Pour la toute première fois dans l’histoire de la cryptographie, la sécurité absolue des communications via liaisons optiques est rendue possible grâce aux lois de la physique quantique. Mais Edgar Poe aurait-il encore raison ? N’y a-t-il pas un moyen de casser le code ?

L’ordinateur quantique : le passage de la télé « noir et blanc » à la télé couleurs…

L’algorithme de Shor est un algorithme quantique pour factoriser un nombre N en temps O((log N)3) et en espace O(log N), nommé en l’honneur de Peter Shor. Beaucoup de crypto systèmes à clé publique, tels que le RSA, deviendraient cassables par un tiers si l’algorithme de Shor était un jour programmé dans un calculateur quantique pratique. Un message chiffré avec RSA peut être déchiffré par factorisation de sa clef publique N, qui est le produit de deux nombres premiers. Il est connu que les algorithmes classiques ne peuvent pas faire cela en temps O((log N)k) pour n’importe quel k, donc, ils deviennent rapidement impraticables quand N augmente, à la différence de l’algorithme de Shor qui peut casser le RSA en temps polynomial. Autrement dit, un ordinateur quantique changerait une durée exponentielle en durée linéaire en utilisant tous les états intermédiaires entre 0 et 1. Un peu comme si l’ordinateur au silicium actuel était une télé en « noir et blanc – zero et un » alors que l’ordinateur quantique était une télé « couleurs » avec une palette d’états entre le blanc et le noir…

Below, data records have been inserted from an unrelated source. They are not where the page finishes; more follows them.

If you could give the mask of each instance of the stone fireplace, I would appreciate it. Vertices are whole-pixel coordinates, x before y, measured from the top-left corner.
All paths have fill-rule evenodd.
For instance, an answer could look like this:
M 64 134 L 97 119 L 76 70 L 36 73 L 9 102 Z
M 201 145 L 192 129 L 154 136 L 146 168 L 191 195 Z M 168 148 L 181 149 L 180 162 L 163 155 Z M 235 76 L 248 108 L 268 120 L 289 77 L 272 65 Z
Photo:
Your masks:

Comme tous les algorithmes pour calculateur quantique, l’algorithme de Shor est probabiliste : il donne la réponse correcte avec une haute probabilité et la probabilité d’échec peut être diminuée en répétant l’algorithme. L’algorithme de Shor fut utilisé en 2001 par un groupe d’IBM, qui factorisa 15 en 3 et 5, en utilisant un calculateur quantique de 7 qubits. Le qubit est le bit de base d’un ordinateur quantique. Si une entité était capable de fabriquer un ordinateur quantique de, par exemple, 8 qubits, il serait équivalent à la puissance de 256 ordinateurs (2 puissance 8)… Avec un ordinateur à 40 qubits on aurait l’équivalent de puissance de 1 099 511 627 776soit 1099 milliards d’ordinateurs au silicium… Sachant que si l’on utilisait simultanément tous les ordinateurs de la planète on aurait une puissance de calcul maximum de 1 milliard d’ordinateurs soit 1000 près de fois moins…

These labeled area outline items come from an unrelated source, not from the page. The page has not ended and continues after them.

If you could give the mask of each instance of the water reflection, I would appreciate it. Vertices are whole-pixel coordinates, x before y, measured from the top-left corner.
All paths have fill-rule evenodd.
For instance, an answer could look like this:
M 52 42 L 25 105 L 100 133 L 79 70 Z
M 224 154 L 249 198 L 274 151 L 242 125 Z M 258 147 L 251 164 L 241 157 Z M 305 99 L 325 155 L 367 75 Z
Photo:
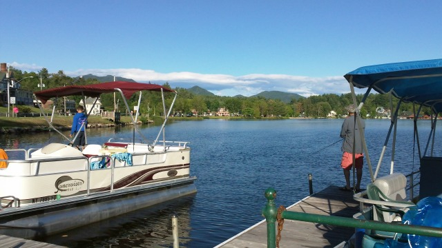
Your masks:
M 170 247 L 173 245 L 171 215 L 177 214 L 180 247 L 187 247 L 193 198 L 163 203 L 39 241 L 69 247 Z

Autrement dit un mot de passe de 12 caractères qui résisterait près de 43.000 ans à une attaque « brute force », ne résisterait plus que 1,2 secondes avec un ordinateur quantique, ou un code de 16 caractères (128 bits, c’est-à-dire nos communications SSL) qui résisterait à une attaque brute force pendant 2,8 x 10 puissance 35 années (c’est-à-dire 35 zéros derrière 2,8), ne résisterait plus que 2 minutes et demi avec un ordinateur quantique à 64 qubits… Aujourd’hui certaines compagnies annoncent des ordinateurs quantiques de 512 voire 1024 qubits en préparation, sans pour autant que l’on ait vu le moindre prototype…

Conclusion (temporaire)

Edgar Poe aura-t-il finalement tort ou raison ? A chaque avancée de la cryptographie, il y a des possibilités nouvelles de décryptage. Ce qui apparaît clair, est que toute puissance économique et militaire qui voudra se maintenir à la pointe devra constamment engager des recherches, et la voie semble toute tracée pour l’ordinateur quantique, la cryptographie quantique et les nanotechnologies nécessaires pour l’atteindre.